Last week, just days after winning re-election to a fifth term, Sepp Blatter placed a call to the heads of every continental confederation (at least those not in jail) to inform them that he was resigning as head of soccer’s governing body. An avalanche of negative press and communications from the major sponsors had put incredible pressure on Blatter to the point where he knew that, publicly at least, he was unable to continue as the visible head of the world’s game. In the post-resignation articles, it is noted that Blatter is weary and begrudgingly admitting that FIFA needed to be reformed without him.
However, the reality is that Blatter now has the ability to quietly control FIFA almost as much, if not more, than he did as the public head of the organization. Right now, that may not mean much with the organization under siege but it may have value in the future once the trouble starts to recede from public consciousness. How is this possible despite the intense scrutiny? Here are three reasons why Blatter can still control FIFA from within the shadows:
1. The re-election timeline is incredibly long
Based on FIFA rules and the timeline given, there will not publicly be a new leader of the international organization until December. With Domenico Scala leading the reform investigation and some members of the executive committee in place, leadership is there but none of these personalities are strong enough and untarnished enough currently to be the “new face” of FIFA. That person will probably come in the next election, but until then there may not be that strong personality to move the organization in a new direction. When delegates behind the scenes want answers, Blatter – as long as he is out of jail – is available to discuss and control.
2. Blatter holds sway over a majority of the delegates
It cannot be understated that Blatter is incredibly popular outside of Europe, the U.S., and Canada. Blatter brought soccer and money to third world countries ignored politically by the major powers, and made them relevant. These delegates do not just support him, they are dedicated and thankful to him. That is why despite the major arrests just days before the FIFA election, he still won reelection with 133 votes. The criticism from the Western press doesn’t matter – he and his allies can portray that as the West once again suppressing the Third World.
3. Every nation has one vote
The Cook Islands (ranked 207 in the most recent FIFA rankings) has the same power in a presidential vote as the United States.
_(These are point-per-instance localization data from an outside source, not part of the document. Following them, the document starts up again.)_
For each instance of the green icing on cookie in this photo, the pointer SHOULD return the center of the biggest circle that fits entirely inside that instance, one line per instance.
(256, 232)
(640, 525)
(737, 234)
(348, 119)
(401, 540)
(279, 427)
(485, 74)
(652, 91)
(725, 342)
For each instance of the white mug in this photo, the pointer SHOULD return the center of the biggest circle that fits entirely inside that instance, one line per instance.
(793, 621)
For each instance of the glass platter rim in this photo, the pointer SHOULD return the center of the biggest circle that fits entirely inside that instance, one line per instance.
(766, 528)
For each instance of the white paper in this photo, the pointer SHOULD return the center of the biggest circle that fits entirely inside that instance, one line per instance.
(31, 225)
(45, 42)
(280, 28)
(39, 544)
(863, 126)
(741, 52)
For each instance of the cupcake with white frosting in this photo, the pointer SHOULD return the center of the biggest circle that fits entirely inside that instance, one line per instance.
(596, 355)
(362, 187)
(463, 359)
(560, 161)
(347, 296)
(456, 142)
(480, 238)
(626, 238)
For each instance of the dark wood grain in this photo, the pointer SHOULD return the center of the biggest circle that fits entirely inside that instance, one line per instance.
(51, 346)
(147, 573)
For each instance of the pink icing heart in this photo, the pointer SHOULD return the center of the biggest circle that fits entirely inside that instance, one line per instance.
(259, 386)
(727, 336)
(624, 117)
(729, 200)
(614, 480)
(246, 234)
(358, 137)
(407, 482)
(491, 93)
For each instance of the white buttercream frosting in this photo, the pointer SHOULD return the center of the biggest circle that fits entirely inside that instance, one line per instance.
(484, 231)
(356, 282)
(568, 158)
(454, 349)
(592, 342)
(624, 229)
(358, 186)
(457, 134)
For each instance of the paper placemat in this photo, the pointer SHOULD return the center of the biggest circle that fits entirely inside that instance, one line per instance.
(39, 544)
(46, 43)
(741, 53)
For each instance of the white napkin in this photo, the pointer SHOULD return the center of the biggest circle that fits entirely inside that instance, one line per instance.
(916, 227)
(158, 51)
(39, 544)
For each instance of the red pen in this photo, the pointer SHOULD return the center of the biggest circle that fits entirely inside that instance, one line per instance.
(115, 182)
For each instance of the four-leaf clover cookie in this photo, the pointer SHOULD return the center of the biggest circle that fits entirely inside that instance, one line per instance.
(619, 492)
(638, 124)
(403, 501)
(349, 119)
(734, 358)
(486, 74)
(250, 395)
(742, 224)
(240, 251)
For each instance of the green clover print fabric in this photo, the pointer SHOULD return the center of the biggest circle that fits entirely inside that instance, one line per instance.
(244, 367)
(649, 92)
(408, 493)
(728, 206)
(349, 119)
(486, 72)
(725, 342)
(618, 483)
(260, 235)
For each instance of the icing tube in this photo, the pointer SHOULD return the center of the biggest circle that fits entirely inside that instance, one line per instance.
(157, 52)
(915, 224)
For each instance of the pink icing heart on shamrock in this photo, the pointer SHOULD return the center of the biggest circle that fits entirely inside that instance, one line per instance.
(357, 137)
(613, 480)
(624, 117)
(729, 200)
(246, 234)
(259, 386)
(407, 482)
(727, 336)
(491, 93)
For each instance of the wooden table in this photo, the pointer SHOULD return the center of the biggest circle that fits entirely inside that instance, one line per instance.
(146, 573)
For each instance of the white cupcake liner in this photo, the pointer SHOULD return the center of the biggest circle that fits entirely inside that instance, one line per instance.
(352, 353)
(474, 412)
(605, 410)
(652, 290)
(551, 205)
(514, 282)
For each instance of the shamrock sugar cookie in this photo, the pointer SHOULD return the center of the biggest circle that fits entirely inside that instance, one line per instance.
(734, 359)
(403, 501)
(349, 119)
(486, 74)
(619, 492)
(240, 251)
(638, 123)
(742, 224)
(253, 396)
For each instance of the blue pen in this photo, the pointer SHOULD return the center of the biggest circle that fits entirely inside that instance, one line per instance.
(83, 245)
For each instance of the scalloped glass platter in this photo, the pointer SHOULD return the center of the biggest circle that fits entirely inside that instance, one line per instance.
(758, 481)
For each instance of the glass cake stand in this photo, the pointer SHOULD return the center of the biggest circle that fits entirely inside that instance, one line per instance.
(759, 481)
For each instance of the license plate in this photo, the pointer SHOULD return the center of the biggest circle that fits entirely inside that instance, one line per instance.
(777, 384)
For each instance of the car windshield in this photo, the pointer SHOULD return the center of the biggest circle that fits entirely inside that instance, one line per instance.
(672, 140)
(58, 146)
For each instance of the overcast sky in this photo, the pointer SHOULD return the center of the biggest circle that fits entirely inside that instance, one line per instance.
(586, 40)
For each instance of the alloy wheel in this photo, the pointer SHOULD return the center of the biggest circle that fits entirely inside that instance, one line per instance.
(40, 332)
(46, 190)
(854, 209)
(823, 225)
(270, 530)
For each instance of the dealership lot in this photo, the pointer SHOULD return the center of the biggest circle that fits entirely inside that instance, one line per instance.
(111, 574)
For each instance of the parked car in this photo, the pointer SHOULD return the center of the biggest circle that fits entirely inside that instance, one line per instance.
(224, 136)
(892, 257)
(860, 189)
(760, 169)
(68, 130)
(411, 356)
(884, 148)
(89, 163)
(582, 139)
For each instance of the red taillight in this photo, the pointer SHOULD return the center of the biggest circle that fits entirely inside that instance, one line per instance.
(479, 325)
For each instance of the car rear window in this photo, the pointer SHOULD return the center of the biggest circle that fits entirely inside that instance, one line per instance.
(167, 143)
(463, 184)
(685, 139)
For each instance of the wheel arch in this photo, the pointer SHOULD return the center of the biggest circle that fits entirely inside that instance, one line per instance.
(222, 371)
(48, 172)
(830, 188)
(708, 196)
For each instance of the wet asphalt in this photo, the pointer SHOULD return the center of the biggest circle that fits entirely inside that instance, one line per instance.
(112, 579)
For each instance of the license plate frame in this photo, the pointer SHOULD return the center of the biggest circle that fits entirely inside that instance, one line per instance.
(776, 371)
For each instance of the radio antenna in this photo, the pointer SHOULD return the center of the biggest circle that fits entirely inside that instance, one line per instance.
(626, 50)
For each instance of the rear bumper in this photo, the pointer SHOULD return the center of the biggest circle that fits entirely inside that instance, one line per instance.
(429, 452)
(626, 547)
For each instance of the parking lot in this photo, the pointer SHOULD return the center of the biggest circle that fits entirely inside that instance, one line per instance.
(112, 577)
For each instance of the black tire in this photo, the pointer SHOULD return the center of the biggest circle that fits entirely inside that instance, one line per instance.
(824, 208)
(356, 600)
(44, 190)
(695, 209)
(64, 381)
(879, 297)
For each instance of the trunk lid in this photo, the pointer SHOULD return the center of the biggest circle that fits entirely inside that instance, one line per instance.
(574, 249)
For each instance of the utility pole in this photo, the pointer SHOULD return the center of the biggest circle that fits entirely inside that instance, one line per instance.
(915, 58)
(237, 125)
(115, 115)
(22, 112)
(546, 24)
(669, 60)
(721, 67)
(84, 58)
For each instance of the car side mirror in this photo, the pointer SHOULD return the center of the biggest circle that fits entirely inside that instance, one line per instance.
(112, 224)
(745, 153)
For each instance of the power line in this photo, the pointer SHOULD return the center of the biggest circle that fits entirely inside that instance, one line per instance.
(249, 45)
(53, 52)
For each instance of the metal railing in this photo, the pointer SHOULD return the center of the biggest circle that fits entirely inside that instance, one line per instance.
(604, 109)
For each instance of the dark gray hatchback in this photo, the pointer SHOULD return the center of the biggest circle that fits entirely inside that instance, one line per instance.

Chad (No. 172) has the same number of votes as No. 1 Germany. Following on the previous point, a group of incredibly loyal and united federations in developing countries can band together and give a presidential contender a strong block to build from. As long as the election process allows each country one vote in an election – and it may be impossible to change that in any reform – a unifying figure can help an ally be elected.
Based on these three factors, and assuming there are no major governance changes, Blatter still has the ability to swing an election towards an ally. Here is the scenario how this could happen. Between now and December, Blatter quietly talks with his most powerful and closest allies to pick the person who would continue his vision for soccer. Envision a Dmitry Medvedev and Vladimir Putin situation; Blatter could put up a public figure that would continue his policies.
Next, Blatter and his allies gather his old voting block together around this candidate. They build a solid plurality of voters while simultaneously weakening any competitor. In December, the vote is held and the Blatter ally wins. During his term he continues the policies in place while Blatter either rehabs his image enough to make another run at a leadership position or continues to pull the strings from behind the shadows.
In an organization like FIFA, it will likely take more drastic governance changes to completely exorcise the corruption currently in place. If Scala and co. don’t have the intestinal fortitude to make the tough choices (end one nation one vote, move up the election) Blatter may still be running FIFA in a year.